Where mythical creatures are concerned, unicorns kind of take the cake. They’re so popular there’s even a brand-new unicorn emoji. But as much as we wish Lisa Frank-level unicorns were real, we’ve all pretty much come to accept, as adults, that these creatures are just a very beautiful myth.
But technically, unicorns did roam the earth. And according to a study published in the America Journal of Applied Sciences by a team at Tomsk State University, led by Russian scientist Andrei Shpansky, not only did they exist—they existed as recently as 29,000 years ago.
The species in question is the Siberian unicorn, whose scientific name is Elasmotherium sibiricum. And up until now, it was thought to have been extinct for more than 350,000 years. But a newly carbon-dated fossilized skull, excavated from Kazakhstan, shows that dating was off by more than 300,000 years. Also, the Siberian unicorn was more closely related to a rhino than a horse—the difference being its extremely long horn, hence, its “unicorn” moniker.

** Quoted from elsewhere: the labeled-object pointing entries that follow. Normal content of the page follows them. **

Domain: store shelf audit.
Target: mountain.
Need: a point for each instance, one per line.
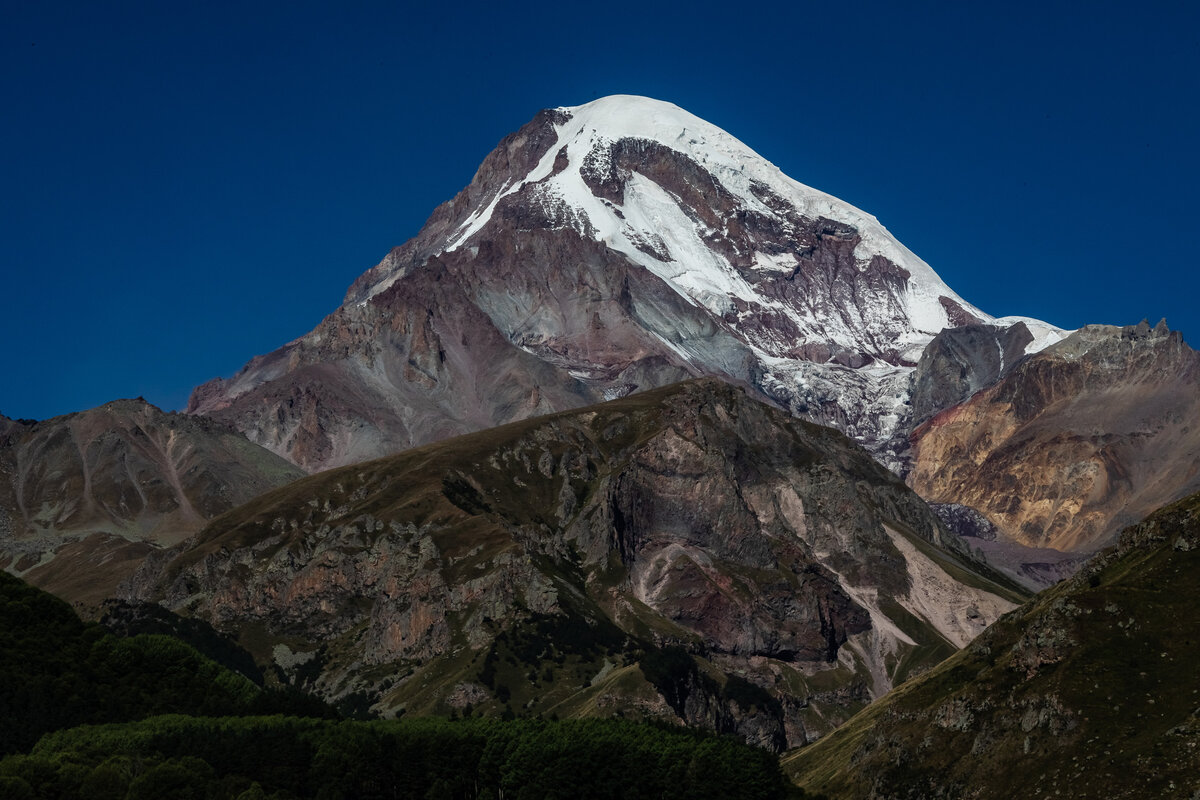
(601, 250)
(85, 497)
(683, 553)
(1065, 447)
(1090, 690)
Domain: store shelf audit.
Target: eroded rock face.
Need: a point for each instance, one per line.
(84, 497)
(564, 552)
(1073, 443)
(603, 250)
(960, 361)
(1090, 687)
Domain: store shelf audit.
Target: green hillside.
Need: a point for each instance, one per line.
(1091, 690)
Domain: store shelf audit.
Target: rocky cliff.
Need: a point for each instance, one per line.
(1087, 691)
(1073, 443)
(84, 497)
(603, 250)
(684, 553)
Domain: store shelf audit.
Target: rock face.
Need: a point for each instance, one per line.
(1072, 443)
(84, 497)
(1091, 689)
(683, 553)
(960, 361)
(603, 250)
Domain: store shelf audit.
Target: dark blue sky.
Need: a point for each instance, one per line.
(186, 185)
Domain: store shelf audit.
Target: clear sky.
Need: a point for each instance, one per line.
(185, 185)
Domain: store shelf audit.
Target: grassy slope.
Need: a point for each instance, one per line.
(1090, 690)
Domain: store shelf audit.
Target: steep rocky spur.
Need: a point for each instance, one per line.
(1071, 444)
(683, 553)
(1087, 691)
(603, 250)
(85, 497)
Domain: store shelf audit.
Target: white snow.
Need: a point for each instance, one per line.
(695, 270)
(1044, 334)
(652, 218)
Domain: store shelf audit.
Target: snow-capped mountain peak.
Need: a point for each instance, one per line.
(605, 248)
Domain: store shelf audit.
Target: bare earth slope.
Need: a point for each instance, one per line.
(684, 553)
(603, 250)
(84, 497)
(1090, 690)
(1072, 443)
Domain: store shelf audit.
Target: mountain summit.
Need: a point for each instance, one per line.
(601, 250)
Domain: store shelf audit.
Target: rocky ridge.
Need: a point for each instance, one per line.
(1090, 687)
(683, 553)
(85, 497)
(598, 251)
(1069, 445)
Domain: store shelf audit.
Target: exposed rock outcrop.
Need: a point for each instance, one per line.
(1090, 689)
(550, 560)
(603, 250)
(1073, 443)
(85, 497)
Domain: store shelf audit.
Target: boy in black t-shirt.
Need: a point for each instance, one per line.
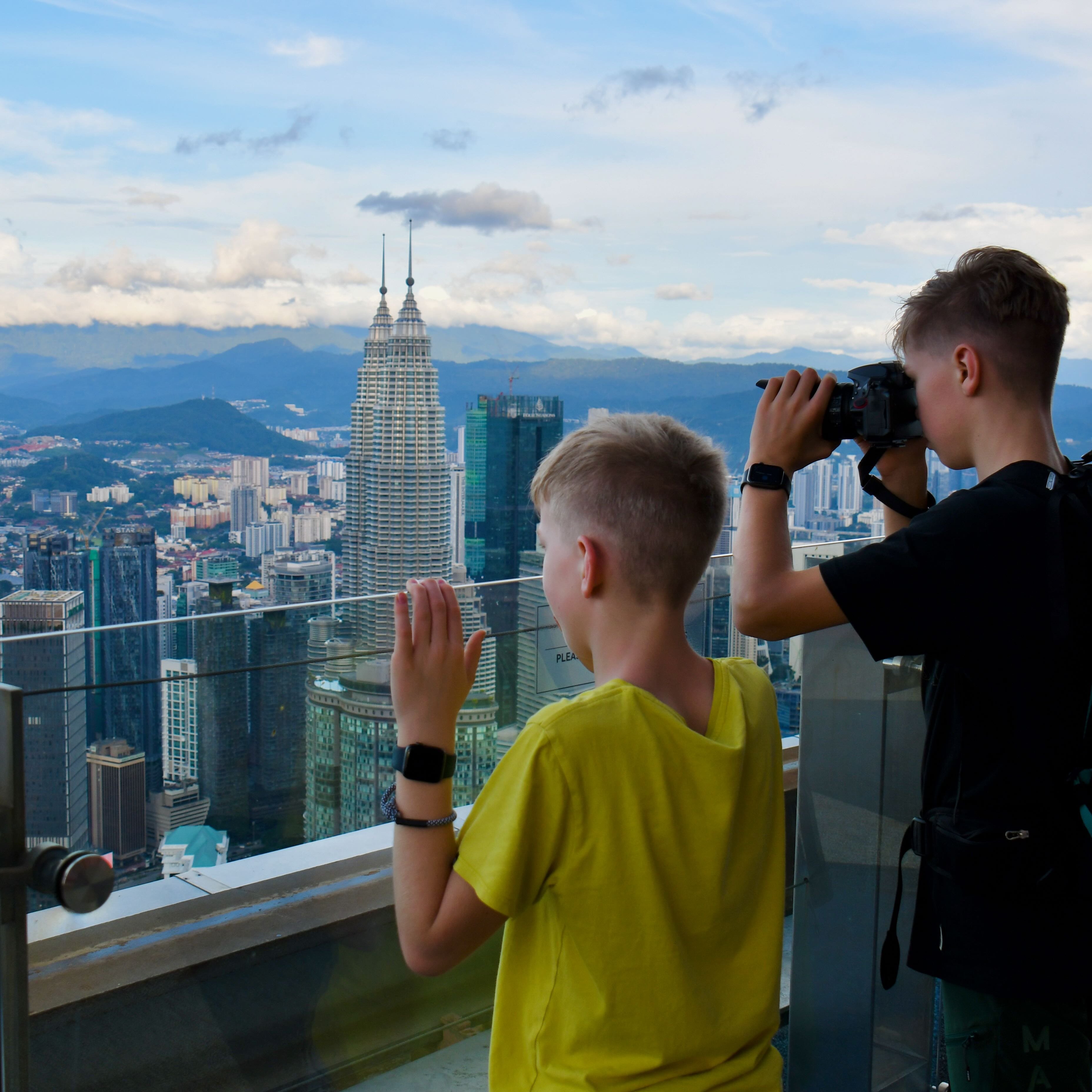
(993, 587)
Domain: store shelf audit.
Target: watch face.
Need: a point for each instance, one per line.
(423, 764)
(760, 474)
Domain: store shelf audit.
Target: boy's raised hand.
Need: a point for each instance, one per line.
(432, 671)
(788, 430)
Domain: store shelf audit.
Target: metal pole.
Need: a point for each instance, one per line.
(15, 1007)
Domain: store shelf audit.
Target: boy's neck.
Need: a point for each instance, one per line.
(647, 647)
(1013, 435)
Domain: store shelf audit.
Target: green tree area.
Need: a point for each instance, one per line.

“Most likely, the south of Western Siberia was a refugium, where this rhino persevered the longest in comparison with the rest of its range,” Shpansky stated of the animal’s ability to survive for much longer than originally though, according to Forbes. “There is another possibility that it could migrate and dwell for a while in the more southern areas.”
These “unicorns” were also a lot bigger than what we’ve come to expect from their fictional portrayals; in fact, as Science Alert points out, their size was actually closer to that of a woolly mammoth than a horse, measuring an estimated six feet tall and 15 feet long and weighing about 9,000 pounds. That’s actually twice the weight of an average white rhinoceros, FYI.
So while real unicorns didn’t quite fit our fairytale ideals about what unicorns are “supposed” to look like, it’s still really cool that they existed. And hey, paleontology only goes so far, right? You can’t detect magical abilities from 29,000 years ago using bones. We’re just saying.